The good news is that the overnight analysis run last night worked out great: the program even found a few more Leonids than the previous version! But a new twist on an old problem appeared. Consider the following sequence of closeups of a Leonid passing by a star:
The Leonid is the slanted blob moving from upper right to lower left. The star (upsilon Draconis) is the small square blob just right of center. The early problem arose when a Leonid image, like this one, merged with a star’s image. My algorithm masks out stars so that they aren’t mistaken for Leonids. So what happens when a Leonid image merges with a star’s image? Initially, the Leonid image was lost and the algorithm would lose the Leonid. I wrote a correction that gets around this problem. But here we have a different problem. Note the red dots: each red dot marks the “center of luminance” of the Leonid -- that is, the point that best represents the exact center of the Leonid. Notice how that red dot is “attracted” by the star. Here’s a superposition of the five frames with the red dots enhanced:
See how the red dots are concentrated around the star? The problem is especially serious in the fourth frame, when the red dot ends up halfway between the Leonid and the star (because the algorithm treats the Leonid and the star as a single very long Leonid).

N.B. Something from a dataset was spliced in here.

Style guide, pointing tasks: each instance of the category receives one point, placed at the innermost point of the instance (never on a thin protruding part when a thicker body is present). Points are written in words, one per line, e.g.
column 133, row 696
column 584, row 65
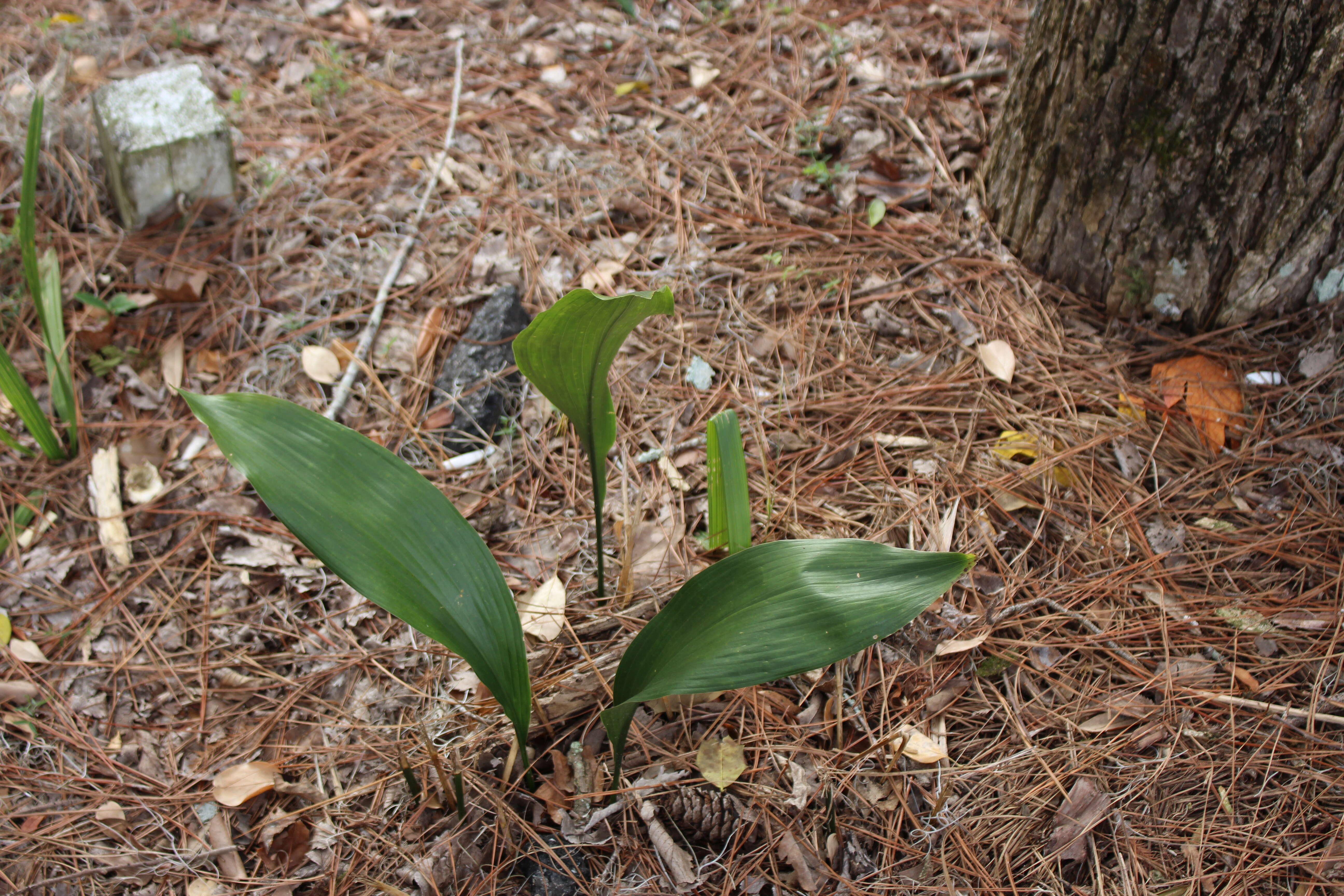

This means that the jump from the fourth red dot to the fifth red dot is too long; the algorithm knows how far the Leonid should jump from frame to frame and this jump is too long -- so the algorithm loses the Leonid. Curses!
How to fix this problem? I can’t separate the two images directly, because the algorithm has to be generous enough to permit some jitter in the star’s image. I tried a number of approaches until I finally came up with something that worked: whenever I detected a Leonid close to a star, I cheated by substituting the expected position for the actual position of the image. In other words, the image of the Leonid was hopelessly mixed up with the image of the star. My algorithm is smart enough to predict where the image of the Leonid should be -- that’s what I use to discover and track Leonids. When a Leonid merges with a star, I cheat and pass it along with the expected coordinates. This approach has one flaw: if a Leonid dies out just as it reaches a star, my algorithm will give it an extra frame of life that it didn’t really have. But in such a situation, it’s impossible to say with certainty that the Leonid really did die out before it reached the star: how do we know that it reached the star and THEN died out, with nothing beyond the star? Since there’s no way of answering this question, I think that my cheat is acceptable.
Welcome to the real world of science, where things are never so clean as to permit absolute, ironclad empiricism.
That night: it might have been acceptable, but it didn’t work. It turned out that there were two stars at the same position relative to each other as we might see with a passing Leonid. If any random flare of brightness appeared upstream of the upper one, it automatically qualified for a free pass from that star, and then another free pass from the same star a bit further downstream, then a free pass from the second star, and so on. This pair of stars was generating lots of false Leonids! There went that idea! To correct it, I cut in half the maximum distance that a Leonid could be from a star to get the free pass. I’m now running another test to see if this corrects the problem; I might have to reduce that maximum distance even more.